Re: Too many rescheduling interrupts (still!)

public inbox for linux-kernel@vger.kernel.org
 help / color / mirror / Atom feed

From: Peter Zijlstra <peterz@infradead.org>
To: Andy Lutomirski <luto@amacapital.net>
Cc: Thomas Gleixner <tglx@linutronix.de>,
	Mike Galbraith <bitbucket@online.de>, X86 ML <x86@kernel.org>,
	"linux-kernel@vger.kernel.org" <linux-kernel@vger.kernel.org>
Subject: Re: Too many rescheduling interrupts (still!)
Date: Wed, 12 Feb 2014 17:39:16 +0100	[thread overview]
Message-ID: <20140212163916.GA27965@twins.programming.kicks-ass.net> (raw)
In-Reply-To: <CALCETrW-GCNuqSTO=p==0gPE2c8wZKSe98Gi4PP2NRdgk5iKag@mail.gmail.com>

On Wed, Feb 12, 2014 at 07:49:07AM -0800, Andy Lutomirski wrote:
> On Wed, Feb 12, 2014 at 2:13 AM, Peter Zijlstra <peterz@infradead.org> wrote:
> > On Tue, Feb 11, 2014 at 02:34:11PM -0800, Andy Lutomirski wrote:
> >> On Tue, Feb 11, 2014 at 1:21 PM, Thomas Gleixner <tglx@linutronix.de> wrote:
> >> >> A small number of reschedule interrupts appear to be due to a race:
> >> >> both resched_task and wake_up_idle_cpu do, essentially:
> >> >>
> >> >> set_tsk_need_resched(t);
> >> >> smb_mb();
> >> >> if (!tsk_is_polling(t))
> >> >>   smp_send_reschedule(cpu);
> >> >>
> >> >> The problem is that set_tsk_need_resched wakes the CPU and, if the CPU
> >> >> is too quick (which isn't surprising if it was in C0 or C1), then it
> >> >> could *clear* TS_POLLING before tsk_is_polling is read.
> >
> > Yeah we have the wrong default for the idle loops.. it should default to
> > polling and only switch to !polling at the very last moment if it really
> > needs an interrupt to wake.
> 
> I might be missing something, but won't that break the scheduler? 

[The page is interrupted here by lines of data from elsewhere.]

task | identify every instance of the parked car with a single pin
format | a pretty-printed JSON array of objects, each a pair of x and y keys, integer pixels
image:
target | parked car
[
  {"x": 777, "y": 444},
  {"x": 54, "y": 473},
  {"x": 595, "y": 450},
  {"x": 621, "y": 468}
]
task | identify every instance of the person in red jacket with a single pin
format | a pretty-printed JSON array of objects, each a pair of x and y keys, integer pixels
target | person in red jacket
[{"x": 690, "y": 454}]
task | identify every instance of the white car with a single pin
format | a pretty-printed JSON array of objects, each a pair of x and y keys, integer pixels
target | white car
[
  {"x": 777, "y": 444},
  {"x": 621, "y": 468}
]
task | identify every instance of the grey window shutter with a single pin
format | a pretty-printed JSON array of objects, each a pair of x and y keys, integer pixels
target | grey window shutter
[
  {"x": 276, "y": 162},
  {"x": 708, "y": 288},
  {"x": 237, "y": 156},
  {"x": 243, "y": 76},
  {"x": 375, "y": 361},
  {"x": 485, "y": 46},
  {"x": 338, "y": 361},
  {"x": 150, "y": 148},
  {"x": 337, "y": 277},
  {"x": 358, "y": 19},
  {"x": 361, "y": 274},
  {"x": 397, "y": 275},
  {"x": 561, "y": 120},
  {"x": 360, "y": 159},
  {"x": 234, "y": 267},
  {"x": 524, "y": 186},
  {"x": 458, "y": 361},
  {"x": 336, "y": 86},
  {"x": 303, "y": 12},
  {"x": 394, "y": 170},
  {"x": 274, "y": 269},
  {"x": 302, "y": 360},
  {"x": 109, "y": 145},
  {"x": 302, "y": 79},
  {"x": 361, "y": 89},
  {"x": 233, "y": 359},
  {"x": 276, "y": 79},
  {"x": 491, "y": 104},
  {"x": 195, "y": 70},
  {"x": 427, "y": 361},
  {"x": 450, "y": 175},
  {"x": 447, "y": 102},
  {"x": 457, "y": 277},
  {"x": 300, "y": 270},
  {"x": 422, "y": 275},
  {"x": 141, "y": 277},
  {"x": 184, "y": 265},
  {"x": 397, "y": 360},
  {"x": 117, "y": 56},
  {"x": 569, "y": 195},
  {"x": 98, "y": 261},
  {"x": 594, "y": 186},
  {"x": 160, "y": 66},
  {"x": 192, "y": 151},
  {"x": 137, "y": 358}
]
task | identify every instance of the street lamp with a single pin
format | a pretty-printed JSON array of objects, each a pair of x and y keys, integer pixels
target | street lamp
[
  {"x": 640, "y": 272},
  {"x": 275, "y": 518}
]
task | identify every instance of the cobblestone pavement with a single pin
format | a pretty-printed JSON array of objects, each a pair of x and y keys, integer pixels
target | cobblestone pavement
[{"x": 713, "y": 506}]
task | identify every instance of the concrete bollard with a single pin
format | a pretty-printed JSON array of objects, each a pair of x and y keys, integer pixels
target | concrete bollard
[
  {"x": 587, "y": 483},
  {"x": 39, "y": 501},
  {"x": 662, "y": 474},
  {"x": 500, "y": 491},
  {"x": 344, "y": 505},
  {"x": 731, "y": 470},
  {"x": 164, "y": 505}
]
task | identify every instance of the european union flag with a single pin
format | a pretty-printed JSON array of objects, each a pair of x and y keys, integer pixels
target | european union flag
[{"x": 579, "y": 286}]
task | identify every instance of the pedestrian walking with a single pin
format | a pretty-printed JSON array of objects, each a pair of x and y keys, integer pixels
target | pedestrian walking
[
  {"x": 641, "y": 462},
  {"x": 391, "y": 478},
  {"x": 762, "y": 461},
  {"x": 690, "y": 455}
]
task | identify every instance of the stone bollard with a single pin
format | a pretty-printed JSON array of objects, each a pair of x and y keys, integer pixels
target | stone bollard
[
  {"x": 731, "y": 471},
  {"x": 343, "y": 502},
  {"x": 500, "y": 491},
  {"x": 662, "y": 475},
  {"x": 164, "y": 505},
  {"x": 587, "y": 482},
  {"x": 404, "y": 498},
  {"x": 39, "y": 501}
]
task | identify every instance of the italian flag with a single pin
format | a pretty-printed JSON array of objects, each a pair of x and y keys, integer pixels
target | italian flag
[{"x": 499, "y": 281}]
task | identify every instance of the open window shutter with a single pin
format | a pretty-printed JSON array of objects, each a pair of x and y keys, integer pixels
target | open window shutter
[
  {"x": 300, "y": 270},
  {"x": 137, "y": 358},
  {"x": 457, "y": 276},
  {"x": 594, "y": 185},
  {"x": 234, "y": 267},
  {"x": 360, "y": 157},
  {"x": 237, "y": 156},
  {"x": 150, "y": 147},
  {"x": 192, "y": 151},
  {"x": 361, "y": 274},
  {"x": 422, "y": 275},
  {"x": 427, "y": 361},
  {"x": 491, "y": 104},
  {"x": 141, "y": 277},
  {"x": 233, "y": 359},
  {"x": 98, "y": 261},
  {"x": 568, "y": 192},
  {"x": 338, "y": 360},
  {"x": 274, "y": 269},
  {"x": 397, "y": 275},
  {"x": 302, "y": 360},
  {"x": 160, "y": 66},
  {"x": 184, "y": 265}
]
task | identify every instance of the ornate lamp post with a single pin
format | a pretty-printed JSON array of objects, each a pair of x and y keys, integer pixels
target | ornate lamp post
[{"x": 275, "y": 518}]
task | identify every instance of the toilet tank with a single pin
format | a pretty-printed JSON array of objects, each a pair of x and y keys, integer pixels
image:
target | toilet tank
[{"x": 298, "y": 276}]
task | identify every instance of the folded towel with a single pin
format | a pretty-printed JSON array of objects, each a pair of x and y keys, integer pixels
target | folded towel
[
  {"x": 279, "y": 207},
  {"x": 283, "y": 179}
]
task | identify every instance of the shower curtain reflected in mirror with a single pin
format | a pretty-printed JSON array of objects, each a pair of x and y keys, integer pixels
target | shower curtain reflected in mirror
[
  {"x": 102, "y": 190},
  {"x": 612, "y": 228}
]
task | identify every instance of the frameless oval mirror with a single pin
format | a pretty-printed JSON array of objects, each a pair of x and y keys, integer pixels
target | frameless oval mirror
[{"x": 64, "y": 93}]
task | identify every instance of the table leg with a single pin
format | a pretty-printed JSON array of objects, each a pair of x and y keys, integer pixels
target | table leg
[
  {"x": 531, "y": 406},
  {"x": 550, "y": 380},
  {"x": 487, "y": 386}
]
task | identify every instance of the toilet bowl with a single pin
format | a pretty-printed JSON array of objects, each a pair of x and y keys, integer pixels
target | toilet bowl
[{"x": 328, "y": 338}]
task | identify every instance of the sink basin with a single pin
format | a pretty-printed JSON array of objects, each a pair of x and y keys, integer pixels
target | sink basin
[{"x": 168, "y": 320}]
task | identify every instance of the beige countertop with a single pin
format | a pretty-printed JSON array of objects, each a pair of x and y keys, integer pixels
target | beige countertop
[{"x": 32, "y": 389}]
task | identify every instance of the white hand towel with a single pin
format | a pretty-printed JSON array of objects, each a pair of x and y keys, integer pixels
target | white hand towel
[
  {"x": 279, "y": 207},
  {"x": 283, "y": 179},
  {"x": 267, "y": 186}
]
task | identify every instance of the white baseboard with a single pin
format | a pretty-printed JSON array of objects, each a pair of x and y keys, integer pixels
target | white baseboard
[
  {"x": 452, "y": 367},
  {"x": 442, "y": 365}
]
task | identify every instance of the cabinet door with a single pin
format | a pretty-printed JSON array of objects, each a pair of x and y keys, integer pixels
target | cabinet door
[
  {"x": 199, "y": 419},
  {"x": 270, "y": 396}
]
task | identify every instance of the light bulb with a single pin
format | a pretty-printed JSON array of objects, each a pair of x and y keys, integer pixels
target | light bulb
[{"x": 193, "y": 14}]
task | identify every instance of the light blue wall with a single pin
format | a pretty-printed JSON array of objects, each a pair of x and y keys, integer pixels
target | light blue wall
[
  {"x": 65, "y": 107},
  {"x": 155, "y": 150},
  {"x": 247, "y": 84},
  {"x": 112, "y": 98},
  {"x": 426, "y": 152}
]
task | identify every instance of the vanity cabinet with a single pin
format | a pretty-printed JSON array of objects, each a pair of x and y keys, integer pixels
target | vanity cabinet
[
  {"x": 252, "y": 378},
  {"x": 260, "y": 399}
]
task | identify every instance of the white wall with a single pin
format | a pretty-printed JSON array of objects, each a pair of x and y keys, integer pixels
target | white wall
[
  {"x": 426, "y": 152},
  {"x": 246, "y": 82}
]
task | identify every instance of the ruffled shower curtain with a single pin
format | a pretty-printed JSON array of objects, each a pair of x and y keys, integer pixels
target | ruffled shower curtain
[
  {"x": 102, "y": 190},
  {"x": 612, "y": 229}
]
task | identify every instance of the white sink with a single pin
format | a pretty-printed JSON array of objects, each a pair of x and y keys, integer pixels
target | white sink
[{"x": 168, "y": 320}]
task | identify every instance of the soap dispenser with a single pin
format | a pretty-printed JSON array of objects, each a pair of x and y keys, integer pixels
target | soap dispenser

for the idle task.. all other tasks will have it !polling.

But note how the current generic idle loop does:

  if (!current_clr_polling_and_test()) {
  	...
	if (cpuidle_idle_call())
		arch_cpu_idle();
	...
  }

This means that it still runs a metric ton of code, right up to the
mwait with !polling, and then at the mwait we switch it back to polling.

Completely daft.

> Since rq->lock is held, the resched calls could check the rq state
> (curr == idle, maybe) to distinguish these cases.

Not enough; but I'm afraid I confused you with the above.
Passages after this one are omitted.